Bigler Woman Accused of Using Wallaceton-Boggs Municipal Authority Funds Waives Hearing

CLEARFIELD – A Bigler woman accused of using funds from the Wallaceton-Boggs Municipal Authority for her own gain waived her right to a preliminary hearing on Wednesday.

Cynthia Carlson faces 20 counts of forgery, 28 counts of access device fraud, 62 counts of theft by unlawful taking and 62 counts of receiving stolen property.

Carlson worked part-time as a secretary for the WMBA for approximately a year. Police allege that during that time she used authority funds in the amount of $11,485.90 to purchase personal items and get auto repairs.

According to court records police began to investigate the case after they heard from WBMA board member Patricia Albert. She told police that she was suspicious of Carlson and brought it to the other board members’ attention. She said that at a meeting the board had on March 9 that they brought up the topic of Carlson forging a check. She said that Carlson said it was the only time it happened and apologized.

The affidavit of probable cause states that an investigation was performed, and that Carlson forged 19 checks for personal items from area stores and repair bills on her personal vehicle.

Board member Richard Shimmel was interviewed. He told police that Carlson had permission as part of her duties to sign checks, but that they also required the signatures of two board members. The affidavit stated on several occasions Carlson forged board members’ names. Shimmel said she forged his name on at least one occasion.

Police spoke with board members John Deacon, Albert, Shimmel and Tim Holt on March 30, 2009. Members told police that Carlson did not have their approval to sign their names. It was also reported to police during this time that Carlson made unauthorized purchases with WBMA funds at Wal-Mart, Philipsburg True Value, United Refining, Home Depot and Staples; purchased home heating fuel from Fuel and Save Inc. and got auto repairs at Centre Repair and Diamond Auto Glass and paid for electric bills. It was also reported to police that Carlson forwarded herself pay on several occasions.

On April 20, investigators went to Wal-Mart Supercenter in Clearfield and obtained surveillance of Carlson making a purchase.

Police met with board members again on April 22 as well as a person brought in to do an internal audit. Police said the auditor put together a spread sheet that was needed for evidence.
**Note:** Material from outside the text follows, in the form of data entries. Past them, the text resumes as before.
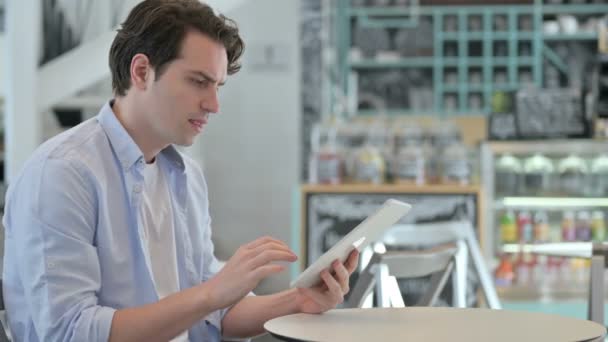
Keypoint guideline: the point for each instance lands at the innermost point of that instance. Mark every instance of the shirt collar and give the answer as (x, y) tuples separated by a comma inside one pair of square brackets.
[(127, 151)]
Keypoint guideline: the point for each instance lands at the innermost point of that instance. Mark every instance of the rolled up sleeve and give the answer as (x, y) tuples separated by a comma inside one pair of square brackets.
[(51, 219)]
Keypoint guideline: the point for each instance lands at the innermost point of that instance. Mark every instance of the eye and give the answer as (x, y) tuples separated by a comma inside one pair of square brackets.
[(201, 83)]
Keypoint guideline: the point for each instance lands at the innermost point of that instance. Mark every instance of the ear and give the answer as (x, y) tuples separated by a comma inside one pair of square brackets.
[(141, 71)]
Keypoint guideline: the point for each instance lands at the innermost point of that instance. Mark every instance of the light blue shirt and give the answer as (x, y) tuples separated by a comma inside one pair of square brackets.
[(74, 252)]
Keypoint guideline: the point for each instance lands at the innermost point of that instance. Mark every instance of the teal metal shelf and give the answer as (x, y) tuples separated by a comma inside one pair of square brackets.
[(412, 62), (575, 9), (414, 112), (466, 53), (474, 35), (569, 37)]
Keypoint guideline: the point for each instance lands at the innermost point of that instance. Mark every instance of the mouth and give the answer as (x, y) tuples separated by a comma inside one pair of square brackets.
[(198, 124)]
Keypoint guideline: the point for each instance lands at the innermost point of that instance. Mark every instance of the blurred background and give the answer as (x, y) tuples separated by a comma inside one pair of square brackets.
[(493, 112)]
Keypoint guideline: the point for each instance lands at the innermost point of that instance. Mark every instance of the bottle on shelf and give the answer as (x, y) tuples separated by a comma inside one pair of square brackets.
[(525, 230), (598, 226), (508, 227), (523, 270), (504, 274), (538, 175), (568, 227), (541, 227), (573, 175), (583, 226)]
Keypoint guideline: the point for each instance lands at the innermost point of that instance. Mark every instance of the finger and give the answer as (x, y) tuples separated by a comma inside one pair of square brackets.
[(271, 245), (318, 297), (341, 276), (265, 271), (269, 256), (334, 288), (260, 241), (352, 261)]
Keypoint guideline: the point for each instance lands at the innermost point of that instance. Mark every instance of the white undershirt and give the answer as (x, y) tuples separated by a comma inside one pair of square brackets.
[(159, 237)]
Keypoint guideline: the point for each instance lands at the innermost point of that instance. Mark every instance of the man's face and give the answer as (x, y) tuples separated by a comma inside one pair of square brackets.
[(181, 100)]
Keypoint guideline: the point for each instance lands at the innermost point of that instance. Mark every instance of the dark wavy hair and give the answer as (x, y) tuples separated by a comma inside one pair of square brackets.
[(157, 29)]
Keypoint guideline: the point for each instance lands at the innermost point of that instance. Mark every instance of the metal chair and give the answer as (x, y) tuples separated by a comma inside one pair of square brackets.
[(384, 268), (3, 335), (427, 235)]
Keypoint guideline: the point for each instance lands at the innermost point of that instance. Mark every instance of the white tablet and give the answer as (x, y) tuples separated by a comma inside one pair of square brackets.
[(365, 233)]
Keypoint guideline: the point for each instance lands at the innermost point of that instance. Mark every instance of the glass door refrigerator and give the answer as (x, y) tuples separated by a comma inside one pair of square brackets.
[(542, 192)]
According to records the spread sheet shows dates of purchases, where they were made, the amounts and if was forged, charged or signed for.

Albert told police that while they were going through the Penelec bills they came across an account that was not an authority account that was paid for on four occasions by the authority.
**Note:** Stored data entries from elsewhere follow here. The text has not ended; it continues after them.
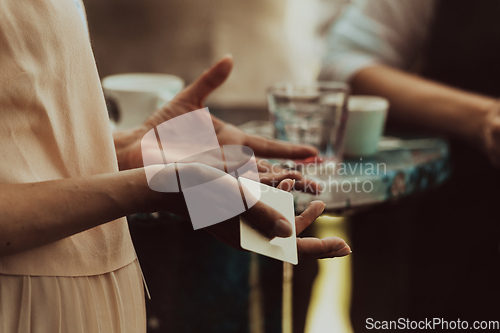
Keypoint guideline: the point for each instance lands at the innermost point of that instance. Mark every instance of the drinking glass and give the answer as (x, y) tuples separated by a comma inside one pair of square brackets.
[(310, 113)]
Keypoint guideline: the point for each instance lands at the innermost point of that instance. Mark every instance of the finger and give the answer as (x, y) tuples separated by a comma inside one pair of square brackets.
[(309, 215), (322, 248), (268, 221), (265, 147), (286, 185), (211, 79)]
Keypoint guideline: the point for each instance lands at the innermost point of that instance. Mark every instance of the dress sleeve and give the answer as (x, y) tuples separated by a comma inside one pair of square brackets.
[(391, 32)]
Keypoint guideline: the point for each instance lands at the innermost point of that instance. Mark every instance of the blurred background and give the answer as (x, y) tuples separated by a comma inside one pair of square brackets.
[(270, 41), (404, 262)]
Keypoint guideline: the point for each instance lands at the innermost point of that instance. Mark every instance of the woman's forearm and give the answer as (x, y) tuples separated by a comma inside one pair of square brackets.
[(425, 103), (35, 214)]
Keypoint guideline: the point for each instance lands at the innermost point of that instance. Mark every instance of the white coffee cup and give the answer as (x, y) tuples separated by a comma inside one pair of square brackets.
[(365, 124), (138, 95)]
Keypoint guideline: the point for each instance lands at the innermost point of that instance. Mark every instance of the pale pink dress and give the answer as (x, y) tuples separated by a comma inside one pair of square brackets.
[(53, 125)]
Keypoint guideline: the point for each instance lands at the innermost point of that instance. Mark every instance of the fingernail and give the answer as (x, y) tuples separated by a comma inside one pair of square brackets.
[(283, 228), (344, 252), (321, 210)]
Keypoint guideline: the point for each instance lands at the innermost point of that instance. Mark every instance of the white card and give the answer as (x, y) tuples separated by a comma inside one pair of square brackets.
[(284, 249)]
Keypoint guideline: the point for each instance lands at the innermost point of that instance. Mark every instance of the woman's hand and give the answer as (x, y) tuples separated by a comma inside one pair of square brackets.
[(270, 223), (128, 143)]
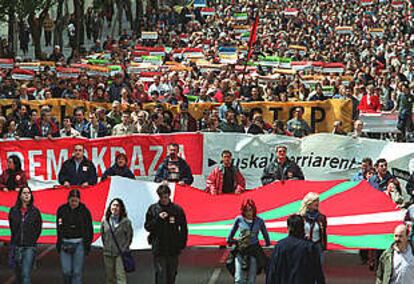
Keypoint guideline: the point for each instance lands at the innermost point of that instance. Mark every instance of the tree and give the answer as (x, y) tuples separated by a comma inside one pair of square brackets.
[(31, 10)]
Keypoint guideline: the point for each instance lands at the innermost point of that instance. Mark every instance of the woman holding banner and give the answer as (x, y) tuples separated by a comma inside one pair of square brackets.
[(315, 221), (14, 178), (248, 254), (25, 225), (116, 232)]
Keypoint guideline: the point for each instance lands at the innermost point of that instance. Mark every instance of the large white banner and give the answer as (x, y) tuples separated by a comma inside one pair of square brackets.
[(321, 156)]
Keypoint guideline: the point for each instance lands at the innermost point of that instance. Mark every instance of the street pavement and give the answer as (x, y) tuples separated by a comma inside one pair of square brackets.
[(197, 266)]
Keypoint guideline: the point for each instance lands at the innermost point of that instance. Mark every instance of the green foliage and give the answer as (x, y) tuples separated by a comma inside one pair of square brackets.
[(23, 8)]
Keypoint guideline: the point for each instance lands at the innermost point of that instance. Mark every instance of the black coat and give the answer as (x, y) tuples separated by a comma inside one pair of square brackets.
[(117, 171), (74, 223), (25, 233), (86, 172), (185, 171), (295, 261), (166, 239)]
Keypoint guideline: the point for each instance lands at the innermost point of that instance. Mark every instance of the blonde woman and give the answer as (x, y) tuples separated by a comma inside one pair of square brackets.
[(315, 221)]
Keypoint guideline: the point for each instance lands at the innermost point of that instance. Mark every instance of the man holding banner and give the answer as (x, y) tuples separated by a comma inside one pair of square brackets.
[(282, 169)]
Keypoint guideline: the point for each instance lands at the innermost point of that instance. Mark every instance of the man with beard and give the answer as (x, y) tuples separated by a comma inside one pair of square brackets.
[(167, 226), (282, 169), (174, 168), (120, 168)]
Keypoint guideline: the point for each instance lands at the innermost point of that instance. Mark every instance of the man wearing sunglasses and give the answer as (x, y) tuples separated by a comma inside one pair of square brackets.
[(382, 175), (281, 169)]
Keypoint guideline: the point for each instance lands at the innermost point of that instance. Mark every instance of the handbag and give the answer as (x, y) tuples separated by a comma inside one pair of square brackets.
[(68, 247), (127, 259)]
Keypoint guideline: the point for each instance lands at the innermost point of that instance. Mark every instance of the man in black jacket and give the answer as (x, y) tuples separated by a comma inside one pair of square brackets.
[(174, 168), (167, 225), (294, 259), (78, 170), (282, 169), (74, 236)]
Police contacted Penelec, who eventually confirmed that the account question was Carlson’s. They told police that three times a check was used to pay a bill, while a fourth was paid using a checking account number.
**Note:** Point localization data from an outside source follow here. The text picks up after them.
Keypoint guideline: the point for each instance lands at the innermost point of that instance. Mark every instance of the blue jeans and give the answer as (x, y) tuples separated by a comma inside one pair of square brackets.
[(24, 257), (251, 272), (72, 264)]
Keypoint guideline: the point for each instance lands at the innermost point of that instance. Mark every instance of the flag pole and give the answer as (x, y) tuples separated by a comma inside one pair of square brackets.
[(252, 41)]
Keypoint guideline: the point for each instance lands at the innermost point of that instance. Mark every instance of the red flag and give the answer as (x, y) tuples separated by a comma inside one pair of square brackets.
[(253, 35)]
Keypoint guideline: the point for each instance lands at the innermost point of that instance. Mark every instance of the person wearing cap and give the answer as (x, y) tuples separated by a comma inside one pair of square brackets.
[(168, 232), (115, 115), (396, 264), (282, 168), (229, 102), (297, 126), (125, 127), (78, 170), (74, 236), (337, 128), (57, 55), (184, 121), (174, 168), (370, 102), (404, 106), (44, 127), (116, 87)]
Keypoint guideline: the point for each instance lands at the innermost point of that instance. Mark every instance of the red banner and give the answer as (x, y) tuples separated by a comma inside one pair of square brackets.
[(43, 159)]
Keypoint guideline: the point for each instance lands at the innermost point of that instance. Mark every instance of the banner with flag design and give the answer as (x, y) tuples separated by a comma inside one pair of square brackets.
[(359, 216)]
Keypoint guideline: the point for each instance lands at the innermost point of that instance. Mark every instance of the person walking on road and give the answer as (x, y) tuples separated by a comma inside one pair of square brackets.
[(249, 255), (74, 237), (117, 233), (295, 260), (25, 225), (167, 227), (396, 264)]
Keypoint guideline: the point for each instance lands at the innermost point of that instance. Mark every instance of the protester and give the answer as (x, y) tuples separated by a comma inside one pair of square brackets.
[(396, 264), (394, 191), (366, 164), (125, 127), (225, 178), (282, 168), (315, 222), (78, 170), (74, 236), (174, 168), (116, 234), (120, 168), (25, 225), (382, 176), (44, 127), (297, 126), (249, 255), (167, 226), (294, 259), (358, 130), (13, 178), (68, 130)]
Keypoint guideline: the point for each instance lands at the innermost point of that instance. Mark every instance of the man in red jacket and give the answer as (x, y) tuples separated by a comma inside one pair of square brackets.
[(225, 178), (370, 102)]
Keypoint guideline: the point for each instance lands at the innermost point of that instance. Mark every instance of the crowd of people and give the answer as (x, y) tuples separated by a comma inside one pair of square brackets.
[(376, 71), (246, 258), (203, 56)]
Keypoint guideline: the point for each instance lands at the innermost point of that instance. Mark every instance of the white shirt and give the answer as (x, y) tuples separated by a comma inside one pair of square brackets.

The auditor was brought in and told police that while she was assisting Albert they learned that Carlson was paying her Penelec bills with authority funds. Two checks were discovered that paid two authority accounts. The balance of those checks was assumed to pay her account. The third check had an amount that didn’t match either of the authority accounts. They discovered an electronic transaction on a bank statement to an account that didn’t match either of the authority’s accounts.

A search was obtained on May 27, 2009 and faxed to First Energy’s legal department. They faxed a report back to police that indicated on July 18, 2008, Carlson used an authority check to pay a $262.68 bill that belonged to her. On Oct. 19, 2008 she payed Penelec $397.24 from an authority checking account, $361.65 of that went toward her account. On Dec. 12, 2008 Carlson, using authority funds, paid Penelec $1,206.49, with $179.86 used for her account.